For more than 90 years, CELA has been concerned with the content and quality of professional education in landscape architecture and with generating high quality research.
Last week at the annual Council of Educators in Landscape Architecture (CELA) Conference in Austin, Texas, LAF presented new insights on landscape performance gleaned from the Landscape Performance Series (LPS) and the Case Studies Investigation (CSI) program.
Executive Director Barbara Deutsch and Programs Manager Linda Ashby participated in four sessions, presenting alongside past CSI Research Fellows, student Research Assistants, and other colleagues. LAF’s sessions at CELA included panels on evaluating landscape performance for environmental, social, and economic benefits, as well as a panel on applying science to design for and evaluate performance. These sessions offered participants an introduction to both the LPS and CSI research programs, and a critical look at the research methods employed.
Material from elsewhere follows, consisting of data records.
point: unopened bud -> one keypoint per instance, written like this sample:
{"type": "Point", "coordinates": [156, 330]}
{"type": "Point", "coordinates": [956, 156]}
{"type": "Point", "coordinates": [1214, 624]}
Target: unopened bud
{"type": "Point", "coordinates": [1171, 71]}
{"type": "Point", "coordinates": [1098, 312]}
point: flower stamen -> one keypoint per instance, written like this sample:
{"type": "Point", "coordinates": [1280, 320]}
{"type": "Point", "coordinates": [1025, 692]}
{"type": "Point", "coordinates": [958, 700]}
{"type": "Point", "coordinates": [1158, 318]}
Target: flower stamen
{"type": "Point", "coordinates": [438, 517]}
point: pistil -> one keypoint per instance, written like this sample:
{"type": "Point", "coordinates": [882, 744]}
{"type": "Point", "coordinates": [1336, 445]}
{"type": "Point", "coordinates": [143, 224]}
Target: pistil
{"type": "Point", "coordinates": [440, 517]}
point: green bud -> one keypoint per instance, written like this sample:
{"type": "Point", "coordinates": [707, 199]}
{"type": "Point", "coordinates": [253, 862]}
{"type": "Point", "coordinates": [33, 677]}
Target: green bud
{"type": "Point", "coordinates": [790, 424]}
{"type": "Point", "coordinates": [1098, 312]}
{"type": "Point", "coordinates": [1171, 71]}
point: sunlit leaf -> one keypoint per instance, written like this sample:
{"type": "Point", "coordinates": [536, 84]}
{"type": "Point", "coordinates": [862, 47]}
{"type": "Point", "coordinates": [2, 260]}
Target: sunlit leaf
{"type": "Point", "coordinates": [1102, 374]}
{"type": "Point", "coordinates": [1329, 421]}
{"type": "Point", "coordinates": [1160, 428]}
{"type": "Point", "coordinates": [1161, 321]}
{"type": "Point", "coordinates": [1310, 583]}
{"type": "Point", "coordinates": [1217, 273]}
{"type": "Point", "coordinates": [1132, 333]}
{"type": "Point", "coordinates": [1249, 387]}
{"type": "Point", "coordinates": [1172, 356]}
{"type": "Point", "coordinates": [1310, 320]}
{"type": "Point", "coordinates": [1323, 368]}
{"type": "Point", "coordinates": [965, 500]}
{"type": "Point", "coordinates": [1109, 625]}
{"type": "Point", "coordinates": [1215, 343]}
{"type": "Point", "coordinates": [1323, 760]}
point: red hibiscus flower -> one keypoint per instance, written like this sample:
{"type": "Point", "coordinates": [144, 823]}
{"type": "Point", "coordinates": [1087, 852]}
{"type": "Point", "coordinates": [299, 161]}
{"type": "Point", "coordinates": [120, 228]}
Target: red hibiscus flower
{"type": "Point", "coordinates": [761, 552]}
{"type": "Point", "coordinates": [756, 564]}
The first session introduced CSI and the concept of quantifying performance benefits. The session offered the opportunity for audience members to discuss the program’s approach, as well as participants’ strategies for quantifying specific social, environmental and economic benefits. Participants introduced their own experiences: for example, Jessica Canfield (Kansas State University) presented her CSI research evaluating the Frontier Project, a demonstration project in California which seeks to encourage visitors to incorporate energy efficient and water-wise practices in their homes. Canfield’s team studied the site’s rainwater infiltration, irrigation water needs and projected carbon emissions and analyzed attendance records and surveys with on-site employees. Canfield and others, including Mark Storie (University of Maryland), also discussed their strategies for obtaining data and the varying levels of data availability at different types of sites.
Many of landscape performance sessions focused on research methods. At the panel on environmental performance, Barry Lehrman (Cal Poly Pomona) described his experience “measuring the (not so) unmeasurable,” introducing the tools used by his CSI research team, including affordable temperature gauges and water quality meters. In response to presentations by Lehrman and his fellow panelists, moderator Kristina Hill, PhD (UC Berkeley) described the recent context for measuring landscape performance, noting that until recently many metrics were discipline-specific, leading to “very little synthesis.” She challenged those attending the session to “be critical in our reflection on these metrics” so researchers could continue to advance their strategies and obtain a holistic understanding of the benefits of landscape design.
Participants in CELA sessions also discussed means of communicating the concept of landscape performance benefits to policy makers, other design professionals, and the general public. Presenting in a panel on economic benefits, Dennis Jerke (Texas A&M) noted that “we have to be good communicators… and explain what the metrics mean and how the value has been generated.” Similarly, Mary Myers, PhD (Temple University) noted that comparing a project’s performance to its initial goals can be a helpful strategy for engaging clients and others in the discussion. To Myers, “the metrics should measure the extent to which goals were met” whether in terms of stormwater mitigation, improved biodiversity, economic development or public access.
LAF looks forward to continuing the dialogue started at CELA Conference and bringing the new insights to the 2013 CSI program and its participants.